A United Nations Commission of Inquiry investigation in 2013 reported that repatriated refugees were tortured, starved and executed. Kyoung-ok arrived in Seoul, South Korea as a 13 year old in 2008 after escaping her rural village in the Democratic People’s Republic of Korea. To survive, she and her mother, Tae-hee, hid in a cave in China during the Beijing Olympics when there was a crack down on North Korean refugee repatriation, protected one another from dangerous people, and paid a smuggler to help them cross through Vietnam and Cambodia before making contact with a nonprofit that helped them fly to Seoul.
70 percent of the estimated 30,000 North Korean refugees who have made it to South Korea are women and face unique dangers while migrating and resettling in their new home. Through this project, we hope to keep public awareness on the North Korean people inside the country and the diaspora of people building a new life in their new home. While it is important to report on nuclear disarmament and the ongoing crisis between the ROK and DPRK, I believe the victims of the DPRK’s regime have been overshadowed by bellicose propaganda.

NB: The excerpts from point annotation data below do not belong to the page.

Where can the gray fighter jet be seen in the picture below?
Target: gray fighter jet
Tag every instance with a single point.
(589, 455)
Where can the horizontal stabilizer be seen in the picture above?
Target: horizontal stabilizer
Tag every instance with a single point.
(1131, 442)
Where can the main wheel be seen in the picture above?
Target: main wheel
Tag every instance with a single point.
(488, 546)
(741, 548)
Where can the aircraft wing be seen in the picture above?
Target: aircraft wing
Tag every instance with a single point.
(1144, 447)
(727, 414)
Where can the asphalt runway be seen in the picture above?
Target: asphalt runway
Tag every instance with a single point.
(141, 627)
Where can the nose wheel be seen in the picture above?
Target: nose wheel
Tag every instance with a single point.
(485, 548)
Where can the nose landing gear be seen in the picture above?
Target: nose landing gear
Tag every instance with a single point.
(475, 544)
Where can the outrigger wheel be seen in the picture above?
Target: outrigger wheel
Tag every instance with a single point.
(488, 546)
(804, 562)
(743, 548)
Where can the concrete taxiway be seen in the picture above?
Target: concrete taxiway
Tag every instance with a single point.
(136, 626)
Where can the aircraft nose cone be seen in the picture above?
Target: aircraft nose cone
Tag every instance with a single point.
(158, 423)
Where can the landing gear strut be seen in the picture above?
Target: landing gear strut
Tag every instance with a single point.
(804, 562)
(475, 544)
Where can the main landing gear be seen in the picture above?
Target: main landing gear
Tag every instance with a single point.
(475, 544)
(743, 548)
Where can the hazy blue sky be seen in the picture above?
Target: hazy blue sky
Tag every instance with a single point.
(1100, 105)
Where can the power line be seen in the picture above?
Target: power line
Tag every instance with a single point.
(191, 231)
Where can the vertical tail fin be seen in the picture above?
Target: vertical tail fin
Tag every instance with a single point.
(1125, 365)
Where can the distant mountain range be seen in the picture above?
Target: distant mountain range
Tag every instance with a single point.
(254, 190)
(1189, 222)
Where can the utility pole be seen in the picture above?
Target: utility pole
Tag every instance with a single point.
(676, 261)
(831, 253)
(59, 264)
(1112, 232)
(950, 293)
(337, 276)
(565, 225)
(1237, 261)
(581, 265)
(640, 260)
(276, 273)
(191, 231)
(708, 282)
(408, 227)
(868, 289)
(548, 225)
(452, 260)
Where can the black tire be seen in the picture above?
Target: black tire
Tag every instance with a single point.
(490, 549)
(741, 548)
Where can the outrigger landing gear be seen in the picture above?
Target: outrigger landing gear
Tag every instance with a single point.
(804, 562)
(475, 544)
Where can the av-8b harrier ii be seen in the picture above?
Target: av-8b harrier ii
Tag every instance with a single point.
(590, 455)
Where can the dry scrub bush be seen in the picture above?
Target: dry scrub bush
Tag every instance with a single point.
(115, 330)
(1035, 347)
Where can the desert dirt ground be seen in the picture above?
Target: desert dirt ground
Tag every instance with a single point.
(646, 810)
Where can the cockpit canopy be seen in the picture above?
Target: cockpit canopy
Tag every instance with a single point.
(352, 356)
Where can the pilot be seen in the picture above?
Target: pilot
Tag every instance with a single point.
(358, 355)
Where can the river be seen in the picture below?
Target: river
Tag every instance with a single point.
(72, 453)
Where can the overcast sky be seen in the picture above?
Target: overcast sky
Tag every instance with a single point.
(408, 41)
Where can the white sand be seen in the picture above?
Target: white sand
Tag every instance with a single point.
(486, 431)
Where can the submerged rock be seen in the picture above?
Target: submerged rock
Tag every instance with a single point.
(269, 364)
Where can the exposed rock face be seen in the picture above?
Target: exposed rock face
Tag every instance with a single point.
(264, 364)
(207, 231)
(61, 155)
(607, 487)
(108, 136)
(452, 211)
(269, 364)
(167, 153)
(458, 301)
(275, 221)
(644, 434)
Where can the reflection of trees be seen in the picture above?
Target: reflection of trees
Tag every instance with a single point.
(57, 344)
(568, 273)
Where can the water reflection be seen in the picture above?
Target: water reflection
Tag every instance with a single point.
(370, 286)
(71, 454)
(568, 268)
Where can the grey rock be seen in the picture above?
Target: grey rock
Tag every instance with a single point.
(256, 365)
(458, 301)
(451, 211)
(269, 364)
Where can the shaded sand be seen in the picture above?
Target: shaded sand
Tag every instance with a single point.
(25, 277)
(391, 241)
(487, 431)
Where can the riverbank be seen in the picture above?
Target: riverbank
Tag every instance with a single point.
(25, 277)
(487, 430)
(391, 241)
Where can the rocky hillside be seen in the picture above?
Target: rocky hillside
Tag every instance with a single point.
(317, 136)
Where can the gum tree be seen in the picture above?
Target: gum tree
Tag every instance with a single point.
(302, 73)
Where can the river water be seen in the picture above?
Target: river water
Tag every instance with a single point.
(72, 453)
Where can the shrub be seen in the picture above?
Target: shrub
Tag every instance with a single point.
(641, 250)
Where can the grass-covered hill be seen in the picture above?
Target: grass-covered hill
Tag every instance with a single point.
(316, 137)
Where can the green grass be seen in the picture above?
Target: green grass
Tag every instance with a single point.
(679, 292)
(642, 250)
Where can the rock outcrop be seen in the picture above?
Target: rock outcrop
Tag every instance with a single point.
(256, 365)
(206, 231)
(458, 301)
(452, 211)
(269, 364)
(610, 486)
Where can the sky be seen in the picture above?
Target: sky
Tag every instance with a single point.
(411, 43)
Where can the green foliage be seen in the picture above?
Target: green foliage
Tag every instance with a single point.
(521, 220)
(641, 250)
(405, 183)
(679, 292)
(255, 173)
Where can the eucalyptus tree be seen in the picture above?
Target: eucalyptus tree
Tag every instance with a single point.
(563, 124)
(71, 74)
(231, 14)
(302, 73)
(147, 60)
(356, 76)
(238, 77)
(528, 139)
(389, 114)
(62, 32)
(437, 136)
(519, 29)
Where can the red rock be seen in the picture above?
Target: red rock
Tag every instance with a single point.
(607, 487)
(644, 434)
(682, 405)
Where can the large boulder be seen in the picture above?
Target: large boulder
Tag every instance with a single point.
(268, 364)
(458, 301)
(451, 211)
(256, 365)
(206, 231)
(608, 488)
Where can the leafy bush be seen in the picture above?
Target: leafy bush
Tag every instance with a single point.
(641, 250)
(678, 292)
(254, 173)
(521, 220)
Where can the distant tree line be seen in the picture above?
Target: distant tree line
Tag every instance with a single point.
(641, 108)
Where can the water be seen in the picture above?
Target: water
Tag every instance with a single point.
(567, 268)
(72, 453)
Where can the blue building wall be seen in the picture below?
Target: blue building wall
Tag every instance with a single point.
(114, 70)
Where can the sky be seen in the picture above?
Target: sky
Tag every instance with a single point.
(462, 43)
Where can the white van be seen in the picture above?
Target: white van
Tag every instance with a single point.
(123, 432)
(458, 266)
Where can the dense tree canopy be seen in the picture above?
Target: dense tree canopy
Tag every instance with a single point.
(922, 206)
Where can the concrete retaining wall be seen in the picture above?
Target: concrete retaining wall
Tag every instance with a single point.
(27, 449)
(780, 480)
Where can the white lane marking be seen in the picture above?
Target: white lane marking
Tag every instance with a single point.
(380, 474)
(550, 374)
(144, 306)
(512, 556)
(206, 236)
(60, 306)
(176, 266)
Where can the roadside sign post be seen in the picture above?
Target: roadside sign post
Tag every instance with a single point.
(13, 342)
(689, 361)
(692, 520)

I AM A TIGER is a documentary collaboration with North Korean-born Kim Kyong-ok and her best friend, Sarah, who met each other at a resettlement camp during their first months as refugees in South Korea. Kyong-ok has been sharing her story publicly for over five years, appearing on South Korean television and her own YouTube channel where she dispels myths about North Korean refugees and attitudes of North Koreans still inside the DPRK. She is now taking speech-writing classes and studying English with a private tutor in hopes of sharing her story with a global audience. Part of her motivation for speaking publicly is her hope to find her older sister who disappeared in 2004 during an attempt to enter China with a friend. The friend was confirmed executed, but Kyong-ok holds out hope of finding her sister alive.